NEW YORK—The Federal Reserve Bank of New York today announced that Vincent Alvarez, President of the New York City Central Labor Council, AFL-CIO (NYCCLC), has been appointed a Class C director of the New York Fed by the Board of Governors of the Federal Reserve System, effective January 1, 2019.
Mr. Alvarez was elected as the NYCCLC’s first full-time President and first Latino President in 2011, and was re-elected in 2015. He had previously served as Assistant Legislative Director of the NYS AFL-CIO, spearheading various worker-related policy initiatives throughout the state. From 2007-2009, Mr. Alvarez was Assistant to the Executive Director and then Chief of Staff of the NYCCLC.
A member of the International Brotherhood of Electrical Workers (IBEW) since 1990, Mr. Alvarez began his career with IBEW Local 3 in Flushing, New York, serving on numerous political campaigns, grassroots initiatives, and negotiating committees. During this time, he also coordinated hundreds of labor mobilization and campaign events on behalf of the NYCCLC’s affiliates and was the lead organizer and Marshal of the NYC Labor Day Parade, the nation’s oldest and largest worker parade.
Mr. Alvarez is Board Chair of the Robert F. Wagner Labor Archives at New York University, a Vice President of the Consortium for Worker Education, and a Board Member for the Greater New York Councils, Boy Scouts of America; the national AFL-CIO State Federation and Central Labor Council Advisory Board; the New York Building Congress; and the Murphy Institute for Worker Education and Labor Studies at City University of New York. He is also a member of Cornell University’s Worker Institute Advisory Council and the NYC Comptroller’s Advisory Council on Economic Growth through Diversity and Inclusion.
He is a graduate of the State University of New York at Oneonta, where he majored in business economics.

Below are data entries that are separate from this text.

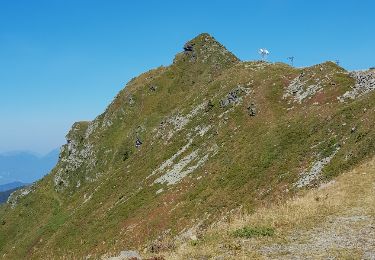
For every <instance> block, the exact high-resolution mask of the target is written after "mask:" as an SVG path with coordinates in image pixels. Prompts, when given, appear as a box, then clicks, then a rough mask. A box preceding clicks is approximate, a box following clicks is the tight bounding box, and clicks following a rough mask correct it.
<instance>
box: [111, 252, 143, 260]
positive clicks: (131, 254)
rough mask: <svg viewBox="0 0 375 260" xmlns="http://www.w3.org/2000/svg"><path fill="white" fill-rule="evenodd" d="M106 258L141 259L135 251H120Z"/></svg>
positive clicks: (134, 259)
mask: <svg viewBox="0 0 375 260" xmlns="http://www.w3.org/2000/svg"><path fill="white" fill-rule="evenodd" d="M107 259H108V260H141V259H142V258H141V256H140V255H139V253H138V252H137V251H132V250H130V251H121V253H120V254H119V255H118V256H114V257H110V258H107Z"/></svg>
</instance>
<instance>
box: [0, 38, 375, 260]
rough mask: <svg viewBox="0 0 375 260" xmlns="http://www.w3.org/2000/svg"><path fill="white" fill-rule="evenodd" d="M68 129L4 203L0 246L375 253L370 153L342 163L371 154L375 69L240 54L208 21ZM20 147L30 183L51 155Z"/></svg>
mask: <svg viewBox="0 0 375 260" xmlns="http://www.w3.org/2000/svg"><path fill="white" fill-rule="evenodd" d="M66 139H67V140H66V141H67V142H66V144H64V145H63V146H62V149H61V153H60V158H59V161H58V163H57V165H56V167H55V168H54V169H53V170H52V171H51V172H50V173H49V174H48V175H47V176H46V177H45V178H43V179H41V180H40V181H38V182H36V183H34V184H33V185H32V186H30V187H29V188H26V189H23V190H22V191H21V190H20V191H17V192H16V193H14V194H13V195H12V196H11V197H10V198H9V200H8V202H9V203H6V204H4V205H2V206H0V256H3V258H6V259H140V258H141V257H142V259H263V258H265V259H281V258H283V259H292V258H294V259H306V258H308V257H310V258H313V257H315V256H321V255H322V256H323V257H322V258H324V259H331V258H335V259H336V258H337V259H343V258H350V259H374V257H373V256H375V247H374V246H373V245H374V237H375V234H374V230H373V229H372V228H371V227H373V226H374V217H373V216H374V215H373V214H374V212H375V206H374V205H375V202H374V201H373V200H374V199H373V198H375V194H374V192H375V190H374V189H373V183H374V182H375V171H374V170H373V169H374V168H375V159H374V164H369V165H368V166H366V167H364V168H357V169H358V170H356V171H354V170H353V172H352V174H351V176H352V178H348V175H341V174H342V173H344V172H346V171H348V170H351V169H354V167H360V166H361V165H362V164H363V163H364V162H366V161H368V160H370V159H371V158H375V71H369V70H366V71H356V72H349V71H346V70H345V69H343V68H341V67H340V66H338V65H337V64H336V63H334V62H324V63H322V64H317V65H314V66H311V67H304V68H296V67H292V66H289V65H288V64H285V63H280V62H277V63H269V62H266V61H240V60H239V59H238V58H237V57H235V56H234V55H233V54H232V53H231V52H229V51H228V50H227V49H226V48H225V47H224V46H223V45H222V44H221V43H219V42H218V41H216V40H215V39H214V38H213V37H212V36H210V35H209V34H206V33H204V34H200V35H198V36H197V37H196V38H194V39H192V40H191V41H188V42H187V43H186V44H185V45H184V46H182V48H181V52H180V53H178V54H177V55H176V56H175V58H174V60H173V63H172V64H171V65H169V66H161V67H158V68H156V69H153V70H151V71H149V72H145V73H143V74H141V75H140V76H138V77H136V78H134V79H132V80H131V81H130V82H129V83H127V85H126V87H125V88H124V89H123V90H121V91H120V92H119V94H118V95H117V96H116V98H115V99H114V100H113V102H112V103H111V104H110V105H109V106H108V107H107V109H106V110H105V112H104V113H103V114H101V115H99V116H98V117H96V118H95V119H94V120H93V121H90V122H88V121H81V122H77V123H75V124H74V125H73V126H72V128H71V130H70V131H69V133H68V134H67V135H66ZM24 156H25V157H22V156H21V157H16V158H14V161H12V158H9V157H8V158H6V160H5V162H7V163H8V164H9V163H12V164H10V165H11V166H12V167H13V168H11V169H12V170H13V172H16V171H15V169H17V170H18V172H20V173H21V176H22V177H25V176H29V177H30V178H29V179H27V178H22V179H21V177H17V178H16V179H19V180H20V181H23V182H27V183H30V182H31V181H33V179H35V178H39V177H40V176H41V175H43V174H45V173H47V172H48V170H49V169H50V168H52V166H53V165H54V163H55V161H54V160H52V161H50V164H47V163H46V162H45V161H44V160H46V159H43V158H41V159H39V160H37V159H35V158H34V159H32V157H31V158H30V157H28V156H26V155H24ZM56 157H57V156H56ZM56 157H54V156H52V158H53V159H56ZM47 158H50V157H49V156H47ZM34 160H36V162H35V161H34ZM47 161H48V160H47ZM38 163H42V165H43V167H44V168H38V167H42V165H40V164H38ZM0 165H1V166H2V167H4V165H2V163H1V162H0ZM36 165H39V166H38V167H36ZM32 167H34V168H32ZM361 167H362V166H361ZM8 168H9V169H10V166H9V167H8ZM32 169H33V170H32ZM8 171H10V170H8ZM34 174H35V175H34ZM12 176H15V175H12ZM336 176H338V178H337V179H335V177H336ZM331 180H334V181H332V182H331ZM353 180H355V181H353ZM357 180H358V183H362V184H361V185H359V186H358V183H357ZM322 183H324V185H323V186H321V184H322ZM339 183H341V186H340V185H338V184H339ZM354 185H356V186H354ZM352 186H353V187H355V188H351V189H349V188H350V187H352ZM315 187H321V189H313V190H310V191H309V190H308V189H310V188H315ZM326 188H327V189H329V190H330V192H327V190H325V189H326ZM345 189H346V192H344V190H345ZM362 192H363V196H362V194H360V193H362ZM304 194H306V196H305V198H304V199H303V200H301V199H300V198H301V197H302V196H300V195H304ZM357 198H358V199H357ZM363 198H366V200H365V199H363ZM292 199H295V200H292ZM272 204H276V205H275V207H273V210H272V211H269V208H270V207H271V205H272ZM345 204H346V205H348V206H349V208H350V207H351V209H347V208H345V210H343V209H344V207H343V206H342V205H345ZM357 206H358V207H357ZM360 206H362V207H360ZM362 209H363V210H362ZM340 210H341V212H344V213H345V217H339V216H337V215H332V218H331V217H330V216H329V217H328V216H327V214H328V213H329V212H332V214H336V213H337V212H340ZM266 212H269V213H267V215H266ZM245 214H246V215H245ZM248 214H253V215H251V216H250V215H248ZM236 215H237V216H238V217H237V219H234V218H233V217H234V216H236ZM246 216H249V218H247V217H246ZM347 216H348V217H347ZM250 217H251V218H250ZM250 219H252V220H253V221H252V222H248V220H250ZM331 220H332V222H331ZM313 221H316V223H318V226H317V228H316V229H314V230H312V231H311V232H310V234H309V235H305V234H306V233H302V231H304V230H305V229H307V228H310V227H312V226H311V225H310V224H311V223H313ZM363 223H366V224H363ZM348 224H351V225H352V227H353V228H351V229H350V228H348ZM298 225H299V227H301V228H300V230H296V231H294V230H293V231H290V230H287V229H284V228H285V227H294V226H298ZM229 226H232V227H233V229H232V230H229V229H228V227H229ZM215 229H216V230H220V232H217V233H213V231H214V230H215ZM326 230H327V232H326ZM232 231H233V232H232ZM335 231H338V232H336V233H334V232H335ZM296 234H297V235H296ZM299 234H302V235H301V236H300V235H299ZM332 234H335V235H332ZM362 237H363V238H364V240H362ZM272 238H273V239H275V240H274V242H273V243H275V244H273V243H272V244H271V243H269V242H267V241H268V239H272ZM295 238H297V239H298V240H295ZM241 239H242V240H241ZM358 239H360V241H361V242H360V243H358V242H357V241H358ZM228 241H229V242H228ZM262 241H263V244H260V243H262ZM297 242H302V243H303V244H302V243H297ZM265 243H267V244H265ZM289 243H294V244H291V245H289ZM313 243H314V246H311V245H310V244H313ZM357 244H362V245H364V246H363V249H362V248H359V247H358V246H357ZM260 245H261V246H260ZM208 246H210V247H208ZM266 246H267V247H266ZM178 247H180V248H181V251H183V252H182V253H181V254H180V255H179V256H175V255H174V256H171V257H167V256H165V255H166V254H171V255H173V254H174V252H172V251H173V250H175V249H176V248H178ZM188 247H190V251H187V250H185V249H186V248H188ZM256 247H258V248H259V254H258V253H255V254H254V252H253V248H256ZM207 248H209V250H208V249H207ZM308 248H310V250H311V252H313V251H315V250H319V253H318V254H316V255H314V253H309V254H305V252H307V250H309V249H308ZM135 250H140V253H139V254H138V253H137V252H135ZM184 250H185V251H184ZM276 250H278V251H280V253H279V254H278V255H276V256H275V255H274V254H273V253H272V251H276ZM339 250H342V251H340V252H339ZM212 252H213V253H212ZM287 253H291V254H293V255H288V256H286V254H287ZM328 254H329V255H328ZM353 254H354V255H353ZM294 255H297V257H294ZM326 255H328V256H326ZM111 256H118V257H114V258H111ZM263 256H264V257H263Z"/></svg>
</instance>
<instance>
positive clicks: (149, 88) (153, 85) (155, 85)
mask: <svg viewBox="0 0 375 260" xmlns="http://www.w3.org/2000/svg"><path fill="white" fill-rule="evenodd" d="M157 88H158V87H157V86H156V85H151V86H150V87H149V89H150V91H153V92H155V91H156V89H157Z"/></svg>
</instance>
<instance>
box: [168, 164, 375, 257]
mask: <svg viewBox="0 0 375 260" xmlns="http://www.w3.org/2000/svg"><path fill="white" fill-rule="evenodd" d="M374 220H375V158H373V159H371V160H369V161H367V162H366V163H363V164H362V165H360V166H358V167H356V168H355V169H353V170H352V171H350V172H347V173H344V174H342V175H341V176H339V177H338V178H336V179H335V180H334V181H331V182H330V183H327V184H324V185H322V186H321V187H319V188H317V189H313V190H309V191H301V192H300V193H299V194H298V195H297V196H296V197H294V198H292V199H290V200H289V201H287V202H286V203H282V204H279V205H271V206H270V207H264V208H260V209H258V210H257V211H256V212H255V213H253V214H244V213H237V214H235V215H234V216H232V217H231V218H230V219H229V220H225V221H221V222H218V223H216V224H215V225H213V226H212V227H211V228H210V229H209V230H207V232H206V233H205V235H204V236H203V238H202V239H201V240H198V241H196V242H194V243H189V242H185V243H182V244H180V245H178V247H177V249H176V250H175V251H174V252H170V253H168V254H167V255H164V257H165V258H166V259H264V258H271V259H275V258H283V257H285V258H286V259H287V258H288V256H290V255H284V254H283V253H282V252H281V251H280V250H279V251H278V250H274V248H278V247H280V246H281V247H286V248H287V249H288V250H289V251H290V252H289V253H291V254H292V255H293V250H297V251H296V252H297V253H298V254H301V255H303V256H306V257H311V258H312V259H320V258H324V257H327V256H332V257H337V258H339V259H348V258H349V259H357V258H363V257H368V258H370V259H371V257H373V256H374V255H375V251H374V250H375V249H374V248H363V247H364V246H363V245H362V247H360V246H358V245H357V244H355V243H354V244H353V245H352V244H351V243H353V241H352V240H355V239H362V240H363V239H365V240H366V239H367V240H366V241H370V245H371V244H372V245H375V237H371V236H372V235H373V234H374V229H375V226H374V223H375V221H374ZM244 226H264V227H272V228H274V229H275V230H276V234H275V236H273V237H262V238H251V239H239V238H235V237H234V236H233V235H232V233H233V231H234V230H237V229H239V228H242V227H244ZM367 229H369V230H368V231H367ZM371 229H372V230H371ZM296 234H297V235H296ZM320 234H321V235H320ZM356 236H359V237H356ZM366 236H368V237H366ZM291 237H292V238H293V237H294V238H293V239H291ZM337 237H339V238H340V239H341V240H339V241H338V242H337V241H336V240H334V239H336V238H337ZM322 239H323V240H324V239H325V240H327V241H321V240H322ZM311 241H315V242H314V243H316V245H314V243H312V242H311ZM332 241H333V242H332ZM371 241H372V242H371ZM301 244H302V245H304V244H308V247H306V248H304V247H302V249H303V250H305V251H304V252H299V251H298V250H299V249H298V248H299V247H297V246H296V245H298V246H300V245H301ZM326 244H327V247H325V245H326ZM275 245H276V247H275ZM322 245H323V246H324V248H323V249H324V250H323V249H322ZM314 246H315V247H314ZM302 249H301V251H302ZM320 249H322V252H319V250H320ZM288 250H287V251H288ZM309 250H311V252H310V251H309ZM314 250H315V251H316V255H309V254H310V253H311V254H312V252H313V251H314ZM323 251H324V252H323ZM284 253H285V252H284ZM364 254H367V255H364Z"/></svg>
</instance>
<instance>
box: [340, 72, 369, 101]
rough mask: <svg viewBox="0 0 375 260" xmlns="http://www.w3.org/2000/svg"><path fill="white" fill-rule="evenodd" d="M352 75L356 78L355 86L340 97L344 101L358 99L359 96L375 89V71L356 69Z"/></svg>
mask: <svg viewBox="0 0 375 260" xmlns="http://www.w3.org/2000/svg"><path fill="white" fill-rule="evenodd" d="M350 75H351V76H352V77H353V78H354V79H355V80H356V84H355V86H353V88H352V90H349V91H347V92H345V94H344V95H342V96H341V97H338V99H339V100H340V101H341V102H343V101H345V100H346V99H356V98H357V97H360V96H363V95H365V94H367V93H369V92H370V91H373V90H374V89H375V71H374V70H367V71H354V72H351V73H350Z"/></svg>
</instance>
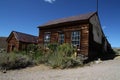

About the Reserve Banks' Boards of Directors
The Federal Reserve Act of 1913 requires each of the Reserve Banks to operate under the supervision of a board of directors. Each Reserve Bank has nine directors who represent the interests of their Reserve District and whose experience provides the Reserve Banks with a wider range of expertise that helps them fulfill their policy and operational responsibilities. The nine directors of each Reserve Bank are divided evenly by classification: Class A directors represent the member banks in the District; Class B directors and Class C directors represent the interests of the public. The directors of the Reserve Banks act as an important link between the Federal Reserve and the private sector, ensuring that the Fed's decisions on monetary policy are informed by actual economic conditions.